En bon enchanteur, il se tire d’affaire par la mystification. Il monte un canular avec une précision d’horloger et se donne le droit de renaître une autre fois. Romain Gary est mort! Vive Émile Ajar! (qui signifie braises). Du coup, non seulement invente-t-il une œuvre unique, mais il fait apparaître un nouvel auteur dans le paysage littéraire. Son petit-cousin, Paul Pavlowitch, lui sert d’homme de paille. En 1975, La Vie devant soi remporte le Goncourt. On imagine d’abord le vieux Gary savourant malicieusement son exploit.

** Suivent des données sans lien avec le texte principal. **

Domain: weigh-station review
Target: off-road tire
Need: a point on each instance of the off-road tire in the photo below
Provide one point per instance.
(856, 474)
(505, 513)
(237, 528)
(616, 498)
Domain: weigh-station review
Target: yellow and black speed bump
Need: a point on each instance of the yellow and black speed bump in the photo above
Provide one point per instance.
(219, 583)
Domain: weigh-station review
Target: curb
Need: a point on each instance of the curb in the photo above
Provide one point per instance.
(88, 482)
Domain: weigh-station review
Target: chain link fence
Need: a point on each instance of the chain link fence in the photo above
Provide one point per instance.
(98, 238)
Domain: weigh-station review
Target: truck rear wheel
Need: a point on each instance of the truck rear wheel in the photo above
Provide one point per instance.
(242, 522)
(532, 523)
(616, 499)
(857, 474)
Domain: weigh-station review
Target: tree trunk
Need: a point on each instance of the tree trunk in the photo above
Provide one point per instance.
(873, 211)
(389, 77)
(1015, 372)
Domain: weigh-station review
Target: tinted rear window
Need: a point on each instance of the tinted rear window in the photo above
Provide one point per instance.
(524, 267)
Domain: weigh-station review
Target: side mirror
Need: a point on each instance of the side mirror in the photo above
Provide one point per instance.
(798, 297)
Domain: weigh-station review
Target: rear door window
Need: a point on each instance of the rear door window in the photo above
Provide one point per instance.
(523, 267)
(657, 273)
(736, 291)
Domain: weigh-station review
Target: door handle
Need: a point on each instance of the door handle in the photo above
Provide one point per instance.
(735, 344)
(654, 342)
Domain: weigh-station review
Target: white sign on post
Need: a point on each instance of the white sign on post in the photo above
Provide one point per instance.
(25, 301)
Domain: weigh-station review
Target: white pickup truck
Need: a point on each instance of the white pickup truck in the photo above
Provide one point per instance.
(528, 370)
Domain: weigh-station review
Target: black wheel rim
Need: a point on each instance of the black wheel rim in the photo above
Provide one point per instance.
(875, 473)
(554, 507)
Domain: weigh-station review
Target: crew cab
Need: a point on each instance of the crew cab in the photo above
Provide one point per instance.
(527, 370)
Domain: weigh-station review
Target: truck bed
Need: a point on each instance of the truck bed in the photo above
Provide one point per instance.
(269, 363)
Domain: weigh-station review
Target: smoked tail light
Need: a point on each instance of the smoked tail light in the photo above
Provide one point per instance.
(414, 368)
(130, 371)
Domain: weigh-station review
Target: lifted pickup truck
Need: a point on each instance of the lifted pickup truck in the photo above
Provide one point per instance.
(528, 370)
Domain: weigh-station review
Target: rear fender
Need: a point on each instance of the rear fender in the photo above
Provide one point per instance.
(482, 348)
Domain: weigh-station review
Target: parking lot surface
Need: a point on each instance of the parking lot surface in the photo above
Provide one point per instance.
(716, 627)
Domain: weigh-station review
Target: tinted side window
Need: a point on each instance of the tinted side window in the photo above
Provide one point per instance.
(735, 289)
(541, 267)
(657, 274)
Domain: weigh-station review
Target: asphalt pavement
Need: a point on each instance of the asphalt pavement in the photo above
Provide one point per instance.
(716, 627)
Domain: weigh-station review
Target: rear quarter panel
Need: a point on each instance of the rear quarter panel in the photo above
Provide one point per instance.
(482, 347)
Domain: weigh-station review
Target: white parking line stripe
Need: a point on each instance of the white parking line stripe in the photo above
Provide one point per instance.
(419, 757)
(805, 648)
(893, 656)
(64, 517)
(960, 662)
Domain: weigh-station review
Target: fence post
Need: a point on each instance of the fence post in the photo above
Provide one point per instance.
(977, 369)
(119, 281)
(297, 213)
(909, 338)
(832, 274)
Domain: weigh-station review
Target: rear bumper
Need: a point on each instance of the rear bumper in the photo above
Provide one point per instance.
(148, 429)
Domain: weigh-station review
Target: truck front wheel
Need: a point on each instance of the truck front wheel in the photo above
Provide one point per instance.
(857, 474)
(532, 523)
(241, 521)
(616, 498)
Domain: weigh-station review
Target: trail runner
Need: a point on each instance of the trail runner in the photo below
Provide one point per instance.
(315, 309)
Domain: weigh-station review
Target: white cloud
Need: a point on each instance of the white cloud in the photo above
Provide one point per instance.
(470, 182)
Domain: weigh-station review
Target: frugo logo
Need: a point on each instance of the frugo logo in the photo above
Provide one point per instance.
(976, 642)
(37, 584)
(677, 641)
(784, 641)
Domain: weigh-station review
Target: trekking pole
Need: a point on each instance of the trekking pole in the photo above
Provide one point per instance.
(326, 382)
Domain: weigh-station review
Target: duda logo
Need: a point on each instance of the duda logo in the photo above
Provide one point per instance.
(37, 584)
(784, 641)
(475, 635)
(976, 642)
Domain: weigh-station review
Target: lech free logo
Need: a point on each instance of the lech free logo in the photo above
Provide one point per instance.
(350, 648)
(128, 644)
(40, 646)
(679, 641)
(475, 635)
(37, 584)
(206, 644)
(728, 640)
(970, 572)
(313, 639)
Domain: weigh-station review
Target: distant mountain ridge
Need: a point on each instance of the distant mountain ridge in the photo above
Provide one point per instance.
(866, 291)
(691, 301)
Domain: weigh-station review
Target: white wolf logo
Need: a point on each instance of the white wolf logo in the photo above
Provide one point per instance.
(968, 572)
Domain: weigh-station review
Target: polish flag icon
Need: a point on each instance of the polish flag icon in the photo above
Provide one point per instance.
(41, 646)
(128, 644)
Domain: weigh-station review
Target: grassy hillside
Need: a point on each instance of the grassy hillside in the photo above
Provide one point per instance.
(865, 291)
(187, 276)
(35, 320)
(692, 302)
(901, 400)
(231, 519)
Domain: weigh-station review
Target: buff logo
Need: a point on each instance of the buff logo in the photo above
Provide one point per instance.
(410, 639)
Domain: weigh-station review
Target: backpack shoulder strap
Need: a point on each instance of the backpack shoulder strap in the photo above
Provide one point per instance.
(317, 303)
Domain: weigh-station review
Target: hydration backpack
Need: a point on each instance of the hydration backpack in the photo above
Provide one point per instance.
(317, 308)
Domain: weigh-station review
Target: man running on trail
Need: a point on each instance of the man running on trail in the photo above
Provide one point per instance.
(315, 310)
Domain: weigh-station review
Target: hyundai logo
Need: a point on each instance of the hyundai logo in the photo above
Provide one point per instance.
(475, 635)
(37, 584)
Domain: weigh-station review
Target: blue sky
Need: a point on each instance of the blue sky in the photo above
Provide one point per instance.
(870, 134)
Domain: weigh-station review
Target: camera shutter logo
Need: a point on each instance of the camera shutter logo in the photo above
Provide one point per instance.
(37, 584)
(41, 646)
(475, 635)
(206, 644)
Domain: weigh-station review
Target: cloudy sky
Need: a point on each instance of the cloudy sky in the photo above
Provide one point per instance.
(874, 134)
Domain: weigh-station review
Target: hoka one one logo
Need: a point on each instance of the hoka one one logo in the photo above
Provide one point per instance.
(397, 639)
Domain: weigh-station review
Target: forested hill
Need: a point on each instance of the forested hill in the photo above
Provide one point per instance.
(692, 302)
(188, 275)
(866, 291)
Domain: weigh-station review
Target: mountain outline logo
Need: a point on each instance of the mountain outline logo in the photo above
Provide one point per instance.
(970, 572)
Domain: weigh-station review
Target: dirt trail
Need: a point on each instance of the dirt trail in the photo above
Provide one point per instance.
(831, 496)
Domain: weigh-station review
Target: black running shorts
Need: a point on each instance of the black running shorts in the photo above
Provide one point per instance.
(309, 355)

Cependant, on en vient rapidement à croire que Gary, ému aux larmes, a plutôt murmuré: « Tu avais raison, Nina, j’y suis arrivé! ».
 
Malgré ce coup de maître, Gary juge bientôt que le temps de la comédie est terminé. Le 2 décembre 1980, il met fin à ses jours. Quand, en 1981, la vérité sur l’Affaire Ajar est connue, le monde littéraire doit l’admettre : Gary est le seul à avoir gagné deux fois le Goncourt. Pour Gary cependant, l’essentiel est ailleurs. Peut-être aura-t-il voulu nous aider à comprendre son geste en écrivant dans sa dernière lettre : « Je me suis enfin exprimé entièrement ». Car Gary, comme tous les grands romanciers, n’était pas homme à donner des réponses: il préférait poser des questions.